Complete URLs or descriptive text? HHS specifies in their checklists that URLs should be complete

“contain the correct hyperlink and display the fully qualified URL (i.e.,http://www.samhsa.gov and notwww.samhsa.gov)”

while SSA suggests plain text, that clearly describes the destination, like

Best Practices Library

rather than the actual URL,

“http://www.ssa.gov/accessibility/bpl/bps/navigation/links/default.htm”

URLs are often pretty descriptive, but do you think a sight-impaired user wants to hear a long, non-descriptive URL read out loud? Like

http://www.regulations.gov/#!searchResults;rpp=50;so=ASC;sb=agency;po=0;a=HHS%252BACF%252BAHRQ%252BAOA%252BCDC%252BCMS%252BFDA%252BHRSA%252BHHSIG%252BSAMHSA%252BNIH%252BIHS;dct=PR%252BFR;dkt=R

I believe the answer is pretty obvious- the best practice is to use plain text that clearly describes the destination. For more information on best practices for accessibility, visit the SSA Best Practices Library!
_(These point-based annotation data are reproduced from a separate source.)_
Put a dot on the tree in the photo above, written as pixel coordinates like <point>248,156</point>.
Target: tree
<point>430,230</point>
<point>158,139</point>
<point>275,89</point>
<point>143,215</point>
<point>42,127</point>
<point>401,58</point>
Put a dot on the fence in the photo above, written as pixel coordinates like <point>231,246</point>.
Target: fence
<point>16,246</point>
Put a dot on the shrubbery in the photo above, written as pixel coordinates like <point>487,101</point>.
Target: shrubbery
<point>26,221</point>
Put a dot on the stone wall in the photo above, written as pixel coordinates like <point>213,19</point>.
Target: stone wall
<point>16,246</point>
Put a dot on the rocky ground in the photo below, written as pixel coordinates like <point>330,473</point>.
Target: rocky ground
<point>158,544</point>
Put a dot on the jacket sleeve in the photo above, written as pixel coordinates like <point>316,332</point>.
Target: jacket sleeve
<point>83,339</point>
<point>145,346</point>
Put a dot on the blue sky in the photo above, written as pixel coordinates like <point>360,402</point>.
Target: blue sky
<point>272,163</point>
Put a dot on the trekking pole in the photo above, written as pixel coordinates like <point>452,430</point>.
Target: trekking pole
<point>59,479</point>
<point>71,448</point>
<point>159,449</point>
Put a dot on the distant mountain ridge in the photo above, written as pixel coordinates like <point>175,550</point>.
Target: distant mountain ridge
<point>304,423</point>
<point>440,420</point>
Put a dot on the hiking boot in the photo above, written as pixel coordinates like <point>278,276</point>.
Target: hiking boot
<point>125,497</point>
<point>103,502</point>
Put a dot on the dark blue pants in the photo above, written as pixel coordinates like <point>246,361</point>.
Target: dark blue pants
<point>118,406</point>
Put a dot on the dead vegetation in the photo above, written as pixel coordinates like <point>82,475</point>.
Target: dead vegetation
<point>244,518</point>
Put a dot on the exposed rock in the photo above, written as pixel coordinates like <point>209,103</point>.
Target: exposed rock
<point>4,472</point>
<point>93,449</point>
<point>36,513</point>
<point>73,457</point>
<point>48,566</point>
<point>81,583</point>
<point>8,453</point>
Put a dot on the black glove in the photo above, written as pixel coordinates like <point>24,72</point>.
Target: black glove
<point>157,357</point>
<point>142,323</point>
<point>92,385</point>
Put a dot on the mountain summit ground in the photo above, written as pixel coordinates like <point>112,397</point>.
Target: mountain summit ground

Question: What about underlining URLs?

Answer: Again, no definitive answer within the regulations, but we customarily artifact any underlines, as there is no need for them to be read out loud. JAWs, etc., can identify and label links for users, the underline is just extra noise. Furthermore, Google has abandoned underlines, and only relies on color to identify links. Colored URLs are easy to pick out for sighted users, the underline is not needed. And if Google says underlines have “gone out”, we all know it is useless to resist…

So, use descriptive text, contrasting color, and skip the underlines. Happy tagging!!!